Is cal poly slo just a “meh” “whatever” school or is this a good school for that major?
What do you even mean by that? What do you really care about? Getting a job? Bumper sticker pride? What is it that you want to know?
I want to know that if I get a degree from cal poly slo for engineering, is this easy to get a job? Would I get lots of respects from other engineers? @eyemgh
And thanks
The answer is yes to the first and probably yes for most on the second. Respect is a VERY subjective thing. One of the dads who is an engineer was replying to my question as to whether it would be worth leaving Cal Poly and going to Stanford for his masters. He said at one company he worked for that they preferred Stanford grads, but at the other, Poly grads. He himself wasn’t so enamored with what Stanford produced. It’s really a matter of perspective. Go on LinkedIn and pull up Cal Poly and you’ll find alumni at every company you can think of, SpaceX, Tesla, Google, Apple, Amazon, Facebook, you name it. This is the bottom line, what you do, meaning having good grades and getting meaningful club, research an/or internship experience will mean FAR more than the school name on your degree.
@eyemgh I also have gotten accepted into cal poly SLO’s computer engineering and UC Irvine’s computer engineeing program with campus wide honors. I was wondering which one I should choose based off just the strength of the program.
Honors at UCI means something because it gets you access to smaller, professor taught classes. ALL students at Cal Poly get small, professor taught classes. They don’t use TAs for instruction. Essentially, honors tries to make your experience more Cal Poly like.
I would defer to @NLinsanity to further clarify, but will link a response of his on another thread.

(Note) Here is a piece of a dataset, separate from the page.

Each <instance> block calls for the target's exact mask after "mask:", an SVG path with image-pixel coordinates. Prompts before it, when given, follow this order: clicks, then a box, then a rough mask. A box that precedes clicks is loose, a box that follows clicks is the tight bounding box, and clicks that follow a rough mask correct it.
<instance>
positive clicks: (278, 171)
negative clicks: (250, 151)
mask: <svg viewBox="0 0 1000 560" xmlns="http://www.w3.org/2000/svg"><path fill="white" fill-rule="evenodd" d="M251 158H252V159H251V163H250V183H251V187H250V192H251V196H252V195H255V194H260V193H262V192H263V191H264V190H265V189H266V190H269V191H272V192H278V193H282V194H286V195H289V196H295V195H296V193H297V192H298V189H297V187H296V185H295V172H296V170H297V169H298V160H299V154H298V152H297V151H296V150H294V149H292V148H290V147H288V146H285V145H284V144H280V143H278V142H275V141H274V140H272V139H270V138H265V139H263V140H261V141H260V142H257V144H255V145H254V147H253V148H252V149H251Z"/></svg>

http://talk.qa.collegeconfidential.com/discussion/comment/21308803/#Comment_21308803
My answer does not apply to Cal Poly specifically, but to any school decision generally: go to the school where you are most likely to be happy and engaged. Your grades are a direct reflection of your happiness at that school. If you go to a school with a great reputation but struggle in your classes, it would have been better to attend a different school where you truly shine. A school where you are confident, take risks, start projects, become involved is where you will have the most networking opportunities to land a great starting job. A school where you feel lost and unsatisfied will mean less social interaction, less confidence, etc. This more than anything is what will determine your success 5 years from now.
As for respect, once you start your job, NOBODY cares what school you came from. You will be promoted on the job based on your performance, period. The founder of Y-Combinator famously said that his most successful startups were by grads from Waterloo (Canada), and strangely enough, he’s been deeply disappointed by the lack of success from graduates of his alma mater, Stanford. If you really want go get a diploma from a respected program, do well at the undergrad you love then leverage those great accomplishments into a graduate degree from Stanford, CMU, MIT, etc.